– Однажды мы сидели на веранде этого дешевого, кишащего тараканами мотеля. Он потягивал красное вино, я пил зеленый чай со льдом. Мы молчали, потом он вдруг положил передо мной ручку и бумагу. Именно так – ручку и бумагу, но на меня это не произвело никакого впечатления. Я смотрел на него и испытывал одну только ярость. Собственно говоря, чем дольше я оставался трезвым, тем сильнее бесился. Я и пил-то для того, чтобы погасить горевший внутри костер. Я был несчастен и зол – так зол, что мог бы голыми руками открутить голову какому-нибудь ни в чем не повинному человеку. Задушить. Ударить. Я был ходячей бомбой, мне не хватало лишь самой малости, пустяка, чтобы механизм сработал. Боунз это отлично понимал, поэтому положил передо мной лист бумаги и сказал: «Расскажи мне, кого ты любишь?»
Честно говоря, я посмотрел на него так, словно сумасшедшим был он, а не я. «Кого я люблю? – переспросил я. – Никого. Я больше не способен любить».
Он снова опустился на стул, отпил глоток вина, пожал плечами. «Можешь так думать и дальше, если тебе так хочется, а можешь немного напрячь мозги, и тогда ты поймешь, что мы все – просто несчастные люди, которых никто не любит, несмотря на все наши усилия. – С этими словами он наклонился ближе, и я почувствовал на своем лице его теплое, чуть кисловатое от вина дыхание. – Если человека не любят, у него есть только два выхода. Он может замкнуться в себе и питаться собственной желчью, а может попробовать научиться любить других». – Боунз постучал по бумаге, потом отпил еще вина и ткнул меня в грудь своим твердым пальцем. «Человеческое сердце, – сказал он, – устроено так, чтобы изливать на окружающих любовь. Но иногда, когда мы ранены, уязвлены, обижены, наше сердце начинает источать горечь и ядовитый гной. Ты должен сделать выбор – яд или противоядие. Любовь или ненависть. Жизнь или смерть. Что ты выбираешь, Дэвид Пасстер?»
Летта вздрогнула и негромко застонала. Сама она, впрочем, едва ли отдавала себе в этом отчет.
Я посмотрел на нее.
– Быть может, именно тогда все и случилось. Именно тогда я окончательно пришел в себя, научился видеть что-то еще, кроме собственных страданий и боли. Быть может, я увидел и его боль – ведь Боунз страдал из-за меня, потому что было плохо мне! В одно мгновение я вдруг осознал, что предназначение человека – любовь. Для нее мы были созданы, для нее живем, и это ее должны источать наши сердца. Лишь много времени спустя я понял, что Боунз имел в виду себя, свою незаживающую рану, когда говорил о том, что человек любит, потому что таково его предназначение, что из всех живых существ люди – единственные, кто обладает этим даром, и поэтому они не могут не любить. Зло может отнять у тебя все, говорил он, за исключением одного – твоей любви, и когда ты наконец осознаешь, что единственное, чем ты можешь распоряжаться в этой жизни, это любовь, ты поймешь – быть может, в первый раз, – что все мы безнадежно заблудились в горах.
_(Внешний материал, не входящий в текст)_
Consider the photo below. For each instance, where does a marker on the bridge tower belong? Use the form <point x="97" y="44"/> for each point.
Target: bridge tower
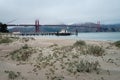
<point x="98" y="26"/>
<point x="37" y="26"/>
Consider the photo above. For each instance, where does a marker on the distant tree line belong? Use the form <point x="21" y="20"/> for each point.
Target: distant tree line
<point x="3" y="28"/>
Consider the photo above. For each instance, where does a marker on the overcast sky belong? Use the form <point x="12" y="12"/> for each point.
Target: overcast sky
<point x="60" y="11"/>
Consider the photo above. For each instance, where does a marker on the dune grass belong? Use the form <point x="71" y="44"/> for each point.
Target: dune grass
<point x="117" y="44"/>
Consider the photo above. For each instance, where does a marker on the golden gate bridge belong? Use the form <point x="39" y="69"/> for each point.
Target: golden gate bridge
<point x="38" y="25"/>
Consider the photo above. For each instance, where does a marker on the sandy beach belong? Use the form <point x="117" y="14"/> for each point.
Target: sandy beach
<point x="58" y="59"/>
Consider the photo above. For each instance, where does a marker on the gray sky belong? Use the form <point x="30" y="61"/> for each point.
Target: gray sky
<point x="60" y="11"/>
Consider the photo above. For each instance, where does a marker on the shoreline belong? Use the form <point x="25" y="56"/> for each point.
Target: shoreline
<point x="53" y="56"/>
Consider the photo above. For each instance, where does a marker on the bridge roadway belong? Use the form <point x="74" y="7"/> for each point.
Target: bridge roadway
<point x="54" y="25"/>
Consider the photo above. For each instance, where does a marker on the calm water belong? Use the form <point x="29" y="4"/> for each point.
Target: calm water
<point x="107" y="36"/>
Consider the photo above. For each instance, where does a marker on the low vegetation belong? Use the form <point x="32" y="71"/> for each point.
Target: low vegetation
<point x="79" y="43"/>
<point x="13" y="75"/>
<point x="117" y="44"/>
<point x="22" y="54"/>
<point x="94" y="50"/>
<point x="5" y="40"/>
<point x="83" y="66"/>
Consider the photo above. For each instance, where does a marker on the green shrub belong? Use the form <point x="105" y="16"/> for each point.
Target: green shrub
<point x="82" y="66"/>
<point x="117" y="44"/>
<point x="85" y="66"/>
<point x="79" y="43"/>
<point x="22" y="54"/>
<point x="93" y="50"/>
<point x="5" y="40"/>
<point x="12" y="75"/>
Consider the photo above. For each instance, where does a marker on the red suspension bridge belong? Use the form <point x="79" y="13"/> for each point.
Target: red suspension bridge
<point x="38" y="25"/>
Я молчал, и Боунз, снова подавшись вперед, произнес слово. Это было слово
Глава 40
Я смотрел на воду. И вспоминал. Вслух.
– Когда-то я приходил сюда каждый день и сидел на солнцепеке по нескольку часов подряд, глядя, как играют на воде яркие блики. Все остальное время я писал. Я не имел никакого понятия о ремесле писателя, но я чувствовал, как это занятие помогает мне избавиться от напряжения. Я как будто приоткрывал аварийный клапан парового котла, и давление внутри меня приходило в норму. Но не сразу… Я вонзал ручку в бумагу, как стилет, я больше царапал, чем писал, однако со временем мне стало понятно, что гораздо приятнее вспоминать прекрасное, а не то, что причиняло боль. Все чаще и чаще я возвращался к воспоминаниям, где были смех, нежность и надежда, и прилежно заносил их на страницы очередного блокнота или общей тетради. Я записывал все хорошее, что было в моей жизни, и довольно скоро обнаружил, что научился говорить устами созданных моим воображением героев.
Летта сидела, словно окаменев. Она смотрела на меня так пристально, что я не выдержал и чуть заметно кивнул ей, подтверждая ее догадки.
– Да, старшего героя я списал с Боунза и дал ему прозвище Царь Давид, потому что он знал наизусть всю Псалтирь.